By definition, a Purana must cover five subjects: the creation of the universe; its destruction and recreation; the principal gods and patriarchs; the reigns of the Manus; and the history of the Suryavanshi and Chandravanshi kings. However, none of the Puranas match this definition exactly, since none of them covers all five topics.
The 18 major Puranas are divided into three groups, each exalting one member of the Hindu Trinity (see Trimurti). Those Puranas in which rajas or passion prevails relate chiefly to Brahma. These are the Brahma Purana, Brahmanda Purana, Brahmavayvarta Purana, Markandeya Purana, Bhavishya Purana, and Vamana Purana.
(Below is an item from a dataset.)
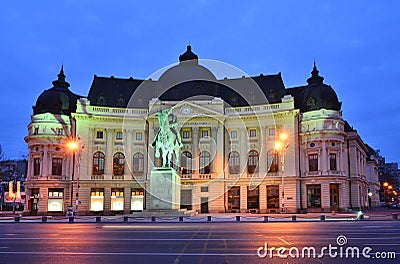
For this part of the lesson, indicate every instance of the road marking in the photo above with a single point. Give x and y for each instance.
(284, 241)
Those Puranas in which satva or purity is the leitmotif are related to Vishnu. These are the Vishnu Purana, Bhagavata Purana, Naradiya Purana, Garuda Purana, Padma Purana and Varaha Purana.
Those in which tamas or gloom and ignorance are dominant are related to Shiva. These are the Shiva Purana, Linga Purana, Skanda Purana, Agni Purana, Matsya Purana, and Kurma Purana. Sometimes the Vayu Purana is substituted for the Agni Purana or Shiva Purana.
Of the 18 major Puranas, the Vishnu Purana is the most complete, in that it conforms more than the others to the definition of a Purana. According to some sources, the Markandeya Purana is considered to be the oldest Purana. Other sources state that the Vayu Purana is the oldest. The Bhagavata Purana (also called the Shrimad Bhagavata) is believed to be the most recent and is the most popular.
Apart from these 18 Puranas, there are also 18 Upapuranas or subsidiary Puranas, which were composed after the major ones.
The Puranas are a valuable source to trace the development of Hinduism. They mark the next stage in beliefs after the Vedas. Hinduism, as practiced today, is largely inspired by the Puranas.